我對小鳩會並沒有興趣,只要達到目標,就會向你們說拜拜,所以我不打算涉入太深。
吃完白飯和炒烏龍麵這種只為了填飽肚子的碳水化合物配合的正餐,冰咖啡送上來時,她才開始聊朗讀的事。
朗讀給小孩子聽的書都用教會圖書室的書。非信徒的人朗讀時,則念岡田挑選的書。
「要朗讀耶穌的生平故事之類的嗎?」
「哎喲,你可別誤會,我們朗讀的目的不是傳教,而是讓孩子感受到書本的樂趣。應該有很多你熟悉的童話和古代民間故事。」
那我就放心了。
「你能夠加入我們,真是幫了大忙。」
今天只有我和岡田兩個人。在小鳩會登記的朗讀志工總共有十幾個人,通常都是三人一組輪流,但大部分都是家中有小學生或中學生的家庭主婦,剛放暑假的這段時間通常都很忙碌,抽不出時間參加活動。

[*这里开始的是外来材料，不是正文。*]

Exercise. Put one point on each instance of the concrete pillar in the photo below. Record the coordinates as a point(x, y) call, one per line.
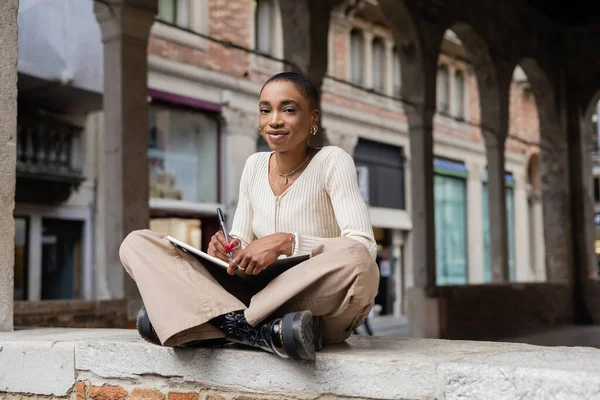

——說到這裡,岡田突然停了下來,呼嚕呼嚕地吸著冰咖啡,眼睛朝上盯著我的臉。
「你都沒笑。」
「有什麼需要笑的地方嗎?」
「……也對,時下的孩子如果沒有好笑的事就不會笑。」
她說著,重重地嘆了一口氣。
她到底對什麼不滿意?的確,她從見到我的那一刻開始,臉上就擠出很像拍照時對著鏡頭露出的假笑,但這並沒有讓我對她產生好感。
所以,她的笑容毫無意義。
「算了,沒關係,但在小孩子面前記得要面帶笑容。」
岡田說著,臉上再度掛起笑容。她的牙齒卡到海苔不會難過嗎?事到如今,如果她叫我「回去」,我也很傷腦筋,只能偏著頭,微微揚起嘴角。
「對,對,這個表情很棒。嗚呵呵,我相信你很快就會和孩子們打成一片。而——且,現在是暑假,所以我準備了特別節目。」
「是什麼?」
「敬、請、期、待。嗚呵呵!」
笑聲通常都用「啊」或「哈」的搭配來表達,這是我第一次聽到有人在笑的時候,明確發出「嗚呵呵」的發音。
岡田沒有多談特別節目的事,繼續向我介紹小鳩會的其它活動——每月一次的市集,以及在市集上很受好評的小餅乾和磅蛋糕的製作方法。
我來這裡,並不是想聽你啰嗦這些事,我想要看別人死去的那一刻。
我想像著坐在我面前的岡田突然心臟病發作的情景。
黏在她臉上的笑容一下子變成痛苦的表情,她露出沾到海苔的牙齒,口吐白沫……完全沒有美感。